Abstract -- Modeling robot motion planning with uncertainty in a Bayesian framework leads to a computationally intractable stochastic control problem. We seek hypotheses that can justify a separate implementation of control, localization and planning. In the end, we reduce the stochastic control problem to path-planning in the extended space of poses x covariances; the transitions between states are modeled through the use of the Fisher information matrix. In this framework, we consider two problems: minimizing the execution time, and minimizing the final covariance, with an upper bound on the execution time. Two correct and complete algorithms are presented. The first is the direct extension of classical graph-search algorithms in the extended space. The second one is a back-projection algorithm: uncertainty constraints are propagated backward from the goal towards the start state.

Additional material

Animations in Flash format

These are much fun to see! --- well, only if you are into planning.

The animations are Flash objects: use the left and right arrows to make the search process go back and forward. I did not make an MPEG video for ICRA with these, because it would take well over 5MB to present these with a good resolution. The animations are also available in PDF format -- click the link under the Flash object.

Environment shown in the paper

Another simple environment with non-orthogonal walls

Guided tour

The animations show the number of nodes in the OPEN queue (turquoise numbers), and in the VISITED (closed) set (violet numbers).

For a start, you might want to take a look at PP without uncertainty using A*. Nothing surprising here, of course. But notice: for each pose, there is, at most, one node, in either the OPEN or VISITED set. This is because the dominance relation used is a total order. In this HTML text, let » be the dominance relation. Then, for simple PP, if n1 and n2 have the same pose, either n1 » n2 or n2 » n1.

This is not true when using A* to solve path planning with uncertainty (PPU).

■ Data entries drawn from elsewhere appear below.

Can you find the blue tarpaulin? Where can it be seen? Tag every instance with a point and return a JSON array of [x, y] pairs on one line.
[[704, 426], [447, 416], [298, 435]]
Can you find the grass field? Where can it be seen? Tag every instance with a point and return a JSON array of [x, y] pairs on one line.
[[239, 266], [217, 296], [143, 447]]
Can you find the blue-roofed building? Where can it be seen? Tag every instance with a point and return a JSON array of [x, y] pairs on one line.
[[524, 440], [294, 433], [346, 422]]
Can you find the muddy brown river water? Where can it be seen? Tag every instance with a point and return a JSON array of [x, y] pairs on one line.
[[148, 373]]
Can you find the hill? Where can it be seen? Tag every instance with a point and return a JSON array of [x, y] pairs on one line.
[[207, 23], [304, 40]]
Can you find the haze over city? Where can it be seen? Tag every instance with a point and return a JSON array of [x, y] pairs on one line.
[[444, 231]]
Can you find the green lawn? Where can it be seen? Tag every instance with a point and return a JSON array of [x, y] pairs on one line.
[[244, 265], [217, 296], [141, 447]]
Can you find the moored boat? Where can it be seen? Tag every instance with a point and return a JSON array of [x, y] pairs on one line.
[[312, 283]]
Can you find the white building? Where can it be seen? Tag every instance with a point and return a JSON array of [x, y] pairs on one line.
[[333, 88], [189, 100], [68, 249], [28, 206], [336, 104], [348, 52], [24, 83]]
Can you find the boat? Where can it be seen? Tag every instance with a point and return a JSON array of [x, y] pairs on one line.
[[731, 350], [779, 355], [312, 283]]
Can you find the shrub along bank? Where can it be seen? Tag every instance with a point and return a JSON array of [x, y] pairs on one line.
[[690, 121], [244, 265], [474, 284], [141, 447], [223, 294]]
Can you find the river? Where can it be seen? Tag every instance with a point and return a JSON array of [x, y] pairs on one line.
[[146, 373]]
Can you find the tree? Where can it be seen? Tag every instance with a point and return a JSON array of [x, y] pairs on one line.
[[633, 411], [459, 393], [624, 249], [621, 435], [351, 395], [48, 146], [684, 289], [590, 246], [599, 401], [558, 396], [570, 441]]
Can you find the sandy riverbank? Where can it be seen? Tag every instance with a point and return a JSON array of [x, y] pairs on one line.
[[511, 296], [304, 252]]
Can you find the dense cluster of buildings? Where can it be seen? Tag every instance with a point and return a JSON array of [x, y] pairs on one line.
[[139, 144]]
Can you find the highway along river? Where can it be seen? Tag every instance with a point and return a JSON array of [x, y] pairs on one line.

For example, in the same situation (env2-forward-A*), there are several nodes per cell in both OPEN and VISITED.

The point is that in PPU the covariance is part of the state space and should not be treated like another "cost". Once one gets this intuition, the rest is downhill.

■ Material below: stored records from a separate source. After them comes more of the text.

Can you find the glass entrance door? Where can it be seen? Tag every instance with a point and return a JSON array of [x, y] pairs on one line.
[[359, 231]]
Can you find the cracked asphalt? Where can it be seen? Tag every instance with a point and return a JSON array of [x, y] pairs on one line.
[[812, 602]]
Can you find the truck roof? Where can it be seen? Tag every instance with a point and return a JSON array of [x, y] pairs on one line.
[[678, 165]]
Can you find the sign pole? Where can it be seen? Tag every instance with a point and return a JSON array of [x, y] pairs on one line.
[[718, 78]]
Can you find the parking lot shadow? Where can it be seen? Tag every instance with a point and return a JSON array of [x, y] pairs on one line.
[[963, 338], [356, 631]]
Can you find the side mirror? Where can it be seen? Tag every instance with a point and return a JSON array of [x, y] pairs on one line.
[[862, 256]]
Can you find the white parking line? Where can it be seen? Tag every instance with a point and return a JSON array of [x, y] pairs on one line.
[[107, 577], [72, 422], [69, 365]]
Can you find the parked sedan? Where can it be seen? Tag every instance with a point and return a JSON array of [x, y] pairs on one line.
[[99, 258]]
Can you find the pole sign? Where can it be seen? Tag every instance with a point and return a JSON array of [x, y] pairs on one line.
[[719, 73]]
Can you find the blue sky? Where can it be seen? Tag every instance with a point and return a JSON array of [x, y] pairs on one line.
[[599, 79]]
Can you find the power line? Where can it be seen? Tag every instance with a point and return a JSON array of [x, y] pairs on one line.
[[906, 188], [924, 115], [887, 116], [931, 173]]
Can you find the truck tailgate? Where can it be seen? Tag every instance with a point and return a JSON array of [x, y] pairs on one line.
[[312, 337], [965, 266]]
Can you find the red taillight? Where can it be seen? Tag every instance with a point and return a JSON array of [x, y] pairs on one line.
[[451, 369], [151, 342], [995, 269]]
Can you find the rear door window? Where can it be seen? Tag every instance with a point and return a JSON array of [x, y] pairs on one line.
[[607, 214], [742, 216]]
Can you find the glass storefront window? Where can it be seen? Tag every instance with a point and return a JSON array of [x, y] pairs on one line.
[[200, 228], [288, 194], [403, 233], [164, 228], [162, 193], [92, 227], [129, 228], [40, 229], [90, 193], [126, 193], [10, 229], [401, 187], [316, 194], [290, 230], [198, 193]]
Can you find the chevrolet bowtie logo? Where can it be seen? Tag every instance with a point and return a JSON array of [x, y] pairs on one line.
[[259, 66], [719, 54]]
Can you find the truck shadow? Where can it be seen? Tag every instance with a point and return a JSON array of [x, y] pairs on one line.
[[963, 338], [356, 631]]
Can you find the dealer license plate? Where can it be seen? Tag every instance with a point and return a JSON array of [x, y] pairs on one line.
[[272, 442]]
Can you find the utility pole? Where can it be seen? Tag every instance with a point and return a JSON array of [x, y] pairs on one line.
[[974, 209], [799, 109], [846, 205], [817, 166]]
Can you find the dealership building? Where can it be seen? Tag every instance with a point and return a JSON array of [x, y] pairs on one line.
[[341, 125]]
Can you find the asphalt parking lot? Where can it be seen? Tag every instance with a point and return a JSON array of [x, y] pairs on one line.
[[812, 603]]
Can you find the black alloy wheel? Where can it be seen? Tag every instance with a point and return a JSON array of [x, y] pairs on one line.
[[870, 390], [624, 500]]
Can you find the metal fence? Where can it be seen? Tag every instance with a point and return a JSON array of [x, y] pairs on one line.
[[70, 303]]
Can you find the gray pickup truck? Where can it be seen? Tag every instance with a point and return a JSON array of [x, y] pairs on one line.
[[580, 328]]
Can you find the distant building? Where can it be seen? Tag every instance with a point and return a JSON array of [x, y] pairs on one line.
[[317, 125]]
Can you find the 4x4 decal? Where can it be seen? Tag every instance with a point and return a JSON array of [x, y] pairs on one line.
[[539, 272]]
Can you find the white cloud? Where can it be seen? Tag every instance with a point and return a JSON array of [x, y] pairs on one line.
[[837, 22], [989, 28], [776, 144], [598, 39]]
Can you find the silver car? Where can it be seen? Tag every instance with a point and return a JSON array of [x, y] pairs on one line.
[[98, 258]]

There are many interesting sights to see, if you peruse through the animations. In env1-forward-A*, note the successive "waves" of nodes. The first waves that fail are the direct paths which are not localized enough.

Also in the case of env2-forward-A*, the search process tries to go straight to the goal, but no direct path is feasible. Then, a new path is tried, which differs slightly at the beginning, and then goes straight to the goal; this goes on until a path which acquires enough information is found.

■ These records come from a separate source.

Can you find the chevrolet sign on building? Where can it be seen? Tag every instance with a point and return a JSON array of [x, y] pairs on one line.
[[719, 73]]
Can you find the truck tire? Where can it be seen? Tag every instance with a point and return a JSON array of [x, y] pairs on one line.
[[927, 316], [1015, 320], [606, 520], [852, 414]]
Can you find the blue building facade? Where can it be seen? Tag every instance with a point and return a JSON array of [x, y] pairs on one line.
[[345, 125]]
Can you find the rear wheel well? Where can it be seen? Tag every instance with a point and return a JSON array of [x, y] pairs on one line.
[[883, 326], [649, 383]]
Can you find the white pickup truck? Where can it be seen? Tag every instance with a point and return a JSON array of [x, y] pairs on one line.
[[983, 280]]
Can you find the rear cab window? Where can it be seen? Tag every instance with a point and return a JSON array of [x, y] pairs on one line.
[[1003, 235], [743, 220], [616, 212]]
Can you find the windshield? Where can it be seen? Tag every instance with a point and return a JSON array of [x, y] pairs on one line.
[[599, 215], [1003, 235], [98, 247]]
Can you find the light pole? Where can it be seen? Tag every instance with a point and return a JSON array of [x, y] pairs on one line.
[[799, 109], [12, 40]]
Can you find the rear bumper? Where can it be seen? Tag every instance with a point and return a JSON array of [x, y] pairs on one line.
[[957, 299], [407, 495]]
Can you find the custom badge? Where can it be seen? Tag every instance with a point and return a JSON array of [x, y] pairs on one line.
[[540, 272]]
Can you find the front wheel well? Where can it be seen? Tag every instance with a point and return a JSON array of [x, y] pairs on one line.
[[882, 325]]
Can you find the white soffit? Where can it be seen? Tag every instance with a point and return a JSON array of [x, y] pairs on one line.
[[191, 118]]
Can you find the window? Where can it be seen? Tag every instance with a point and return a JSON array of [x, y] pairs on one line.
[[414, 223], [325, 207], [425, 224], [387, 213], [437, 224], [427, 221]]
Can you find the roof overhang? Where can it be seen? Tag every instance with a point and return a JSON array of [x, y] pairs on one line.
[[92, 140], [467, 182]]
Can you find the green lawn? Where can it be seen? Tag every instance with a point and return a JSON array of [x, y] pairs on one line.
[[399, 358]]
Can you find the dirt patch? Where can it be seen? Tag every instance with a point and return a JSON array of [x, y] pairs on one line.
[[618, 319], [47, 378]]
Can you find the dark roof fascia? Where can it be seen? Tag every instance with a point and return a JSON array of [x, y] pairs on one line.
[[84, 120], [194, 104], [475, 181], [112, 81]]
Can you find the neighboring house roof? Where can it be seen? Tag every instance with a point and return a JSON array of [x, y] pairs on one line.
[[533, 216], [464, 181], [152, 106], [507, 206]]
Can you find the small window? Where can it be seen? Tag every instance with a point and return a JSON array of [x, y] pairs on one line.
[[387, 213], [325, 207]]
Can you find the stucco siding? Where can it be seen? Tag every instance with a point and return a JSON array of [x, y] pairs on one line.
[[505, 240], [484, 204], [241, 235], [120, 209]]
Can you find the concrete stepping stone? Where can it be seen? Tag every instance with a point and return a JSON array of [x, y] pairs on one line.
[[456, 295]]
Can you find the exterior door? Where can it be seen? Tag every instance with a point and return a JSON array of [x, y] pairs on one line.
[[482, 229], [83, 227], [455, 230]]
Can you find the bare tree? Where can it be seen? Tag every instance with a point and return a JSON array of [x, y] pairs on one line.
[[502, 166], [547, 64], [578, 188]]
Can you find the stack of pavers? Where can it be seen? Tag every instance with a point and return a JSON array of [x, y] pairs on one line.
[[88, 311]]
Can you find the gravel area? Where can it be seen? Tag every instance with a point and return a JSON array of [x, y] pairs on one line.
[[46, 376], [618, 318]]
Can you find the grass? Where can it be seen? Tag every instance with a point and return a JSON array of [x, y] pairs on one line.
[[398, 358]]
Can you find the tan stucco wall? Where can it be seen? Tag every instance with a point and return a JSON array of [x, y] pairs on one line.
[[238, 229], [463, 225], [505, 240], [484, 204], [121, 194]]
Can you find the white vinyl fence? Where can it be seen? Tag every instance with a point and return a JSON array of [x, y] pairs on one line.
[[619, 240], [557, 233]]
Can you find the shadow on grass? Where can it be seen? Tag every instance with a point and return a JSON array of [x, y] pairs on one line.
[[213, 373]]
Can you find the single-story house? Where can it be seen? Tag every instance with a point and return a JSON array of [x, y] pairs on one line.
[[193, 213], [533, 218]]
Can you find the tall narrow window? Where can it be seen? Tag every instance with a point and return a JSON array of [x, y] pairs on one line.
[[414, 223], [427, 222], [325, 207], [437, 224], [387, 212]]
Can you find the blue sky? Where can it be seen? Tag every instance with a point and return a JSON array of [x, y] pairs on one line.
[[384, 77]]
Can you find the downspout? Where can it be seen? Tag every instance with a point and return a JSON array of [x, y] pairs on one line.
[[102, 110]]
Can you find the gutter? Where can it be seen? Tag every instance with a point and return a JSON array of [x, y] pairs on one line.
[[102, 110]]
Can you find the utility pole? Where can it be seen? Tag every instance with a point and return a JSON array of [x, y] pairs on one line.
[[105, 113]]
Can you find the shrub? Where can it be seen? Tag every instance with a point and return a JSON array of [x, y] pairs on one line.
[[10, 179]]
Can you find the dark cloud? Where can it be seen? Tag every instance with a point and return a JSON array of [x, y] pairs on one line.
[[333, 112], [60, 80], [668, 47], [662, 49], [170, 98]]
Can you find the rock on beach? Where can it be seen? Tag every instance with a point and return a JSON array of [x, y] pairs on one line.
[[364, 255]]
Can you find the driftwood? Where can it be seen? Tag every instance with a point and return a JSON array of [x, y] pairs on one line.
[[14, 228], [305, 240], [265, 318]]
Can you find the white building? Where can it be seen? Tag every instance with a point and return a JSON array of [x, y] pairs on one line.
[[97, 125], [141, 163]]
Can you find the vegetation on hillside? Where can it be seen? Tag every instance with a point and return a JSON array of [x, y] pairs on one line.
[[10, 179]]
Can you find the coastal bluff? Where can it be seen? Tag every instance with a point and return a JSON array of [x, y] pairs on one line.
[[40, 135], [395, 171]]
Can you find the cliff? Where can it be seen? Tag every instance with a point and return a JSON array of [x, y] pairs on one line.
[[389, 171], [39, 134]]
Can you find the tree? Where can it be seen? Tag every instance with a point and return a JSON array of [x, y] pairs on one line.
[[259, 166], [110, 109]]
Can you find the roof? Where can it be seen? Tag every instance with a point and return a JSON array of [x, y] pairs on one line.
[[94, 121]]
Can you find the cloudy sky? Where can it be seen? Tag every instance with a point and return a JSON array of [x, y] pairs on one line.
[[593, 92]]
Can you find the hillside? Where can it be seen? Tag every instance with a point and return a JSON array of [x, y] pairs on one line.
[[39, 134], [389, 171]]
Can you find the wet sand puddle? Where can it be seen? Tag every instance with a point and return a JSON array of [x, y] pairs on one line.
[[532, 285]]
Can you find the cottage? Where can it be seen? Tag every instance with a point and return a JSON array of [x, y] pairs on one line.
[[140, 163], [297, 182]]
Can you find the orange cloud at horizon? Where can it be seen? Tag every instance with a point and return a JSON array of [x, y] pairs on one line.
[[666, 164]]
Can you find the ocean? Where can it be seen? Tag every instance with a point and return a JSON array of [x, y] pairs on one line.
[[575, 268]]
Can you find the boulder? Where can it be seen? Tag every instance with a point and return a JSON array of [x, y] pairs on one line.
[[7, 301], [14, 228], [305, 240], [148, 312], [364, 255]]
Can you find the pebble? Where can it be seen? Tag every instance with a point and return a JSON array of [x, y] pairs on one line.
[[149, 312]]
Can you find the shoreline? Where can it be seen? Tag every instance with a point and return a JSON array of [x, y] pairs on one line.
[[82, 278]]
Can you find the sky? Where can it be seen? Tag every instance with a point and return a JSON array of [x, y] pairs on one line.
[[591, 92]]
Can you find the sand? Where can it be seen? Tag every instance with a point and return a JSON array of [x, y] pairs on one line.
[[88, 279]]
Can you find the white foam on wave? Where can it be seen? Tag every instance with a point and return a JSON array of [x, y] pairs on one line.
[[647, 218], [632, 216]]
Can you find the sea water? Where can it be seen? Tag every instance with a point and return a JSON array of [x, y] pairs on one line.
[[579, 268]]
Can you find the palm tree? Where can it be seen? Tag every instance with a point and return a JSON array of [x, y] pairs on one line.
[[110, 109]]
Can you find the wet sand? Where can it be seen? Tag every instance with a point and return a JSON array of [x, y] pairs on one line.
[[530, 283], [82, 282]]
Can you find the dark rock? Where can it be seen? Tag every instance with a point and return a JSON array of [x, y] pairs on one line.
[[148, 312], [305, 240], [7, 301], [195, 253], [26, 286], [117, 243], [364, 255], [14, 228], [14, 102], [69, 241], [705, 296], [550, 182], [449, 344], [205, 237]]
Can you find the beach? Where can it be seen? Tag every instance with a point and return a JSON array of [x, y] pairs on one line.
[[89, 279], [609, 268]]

The backward algorithm is conceptually much more complicated. In this case, the nodes do not contain "states" (a pose + a covariance), but constraints on the states. However, graphically, they behave in the same way. See for example env2-backward-A*.

For the backward method, at the end of the animation there is a representation of the reverse path (qk,{Mi}k). The pink ellipses represent {Mi}k -- the back-projection of CONSTRAINTS(q) -- and together they form an "envelope" in which the forward path (qk, Σk) must pass.

Back-projection of constraints

It could happen (because of unmodelled phenomena), that, during execution, the actual covariance is different from the planned covariance. In that case, the planned path is still admissible and optimal, as long as the actual covariance is inside the envelope.